Where an employer is faced with misconduct outside the workplace, the key question is likely to be the extent to which that conduct affects the employer or affects the employee at work. Therefore, in the case of Post Office v Liddiard  EWCA Civ 940, the Court of Appeal ruled that it was in principle fair to dismiss an employee who had been convicted of a criminal offence following his involvement in football hooliganism abroad. This was on the grounds that his actions had brought the Post Office into disrepute.
The issue has also been considered more recently in the context of employees using social media. In British Waterways Board v Smith  UKEAT/0004/15, the Employment Appeal Tribunal found that it was fair to dismiss an employee who had made derogatory remarks about his employer on Facebook. These included making insulting comments about his managers, stating that “I hate my work” and making a reference to drinking whilst away from work but on standby (which was prohibited).
As always, however, it is a question of fact and degree. In the case of Whitham v Club 24 Ltd t/a Ventura ET/1810462/10, the employee who had posted various comments on Facebook - including “I think I work in a nursery and I do not mean working with plants” and “takes a lot for the b*stards to grind me down” – was also dismissed. Amongst other things, the employer was concerned that the comments might damage the relationship between it and one of its clients. In this case, however, the Employment Tribunal found that the dismissal was unfair. It noted that the comments were relatively minor and that there was no evidence that the employer’s relationship with the client had been or would be harmed.
The fact that the misconduct may have occurred some time in the past does not in itself seem to be a bar to the employer dismissing an employee. In the British Waterways Board case for example, the most serious of the employee’s Facebook postings had been made two years prior to his dismissal. Similarly, in Williams v Leeds United Football Club  EWHC 376 (QB), a case which we have discussed previously, the High Court ruled that Leeds United were entitled to dismiss Mr Williams without notice after discovering that, five years earlier, he had forwarded an email that contained pornographic images from his work email account. The High Court was not persuaded by the argument that the seriousness of the original conduct was somehow reduced by the fact that Mr Williams had continued to work for Leeds United for over five years after it had occurred.
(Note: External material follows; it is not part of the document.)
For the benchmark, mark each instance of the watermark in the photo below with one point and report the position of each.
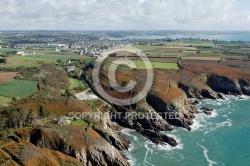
(120, 115)
(124, 88)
That said, employers should not necessarily view the British Waterways Board and Williams cases as giving them free rein to dismiss an employee regardless of how long ago the misconduct occurred. There may be cases where the misconduct has been ameliorated by later good conduct or it can no longer be considered significant by virtue of the passage of time. More generally, any dismissal will need to be preceded by appropriate procedures, such as a reasonable investigation, if it is to be legally defensible. Subject to those caveats, however, serious misconduct is likely to be bad news for employees wherever or whenever it occurred.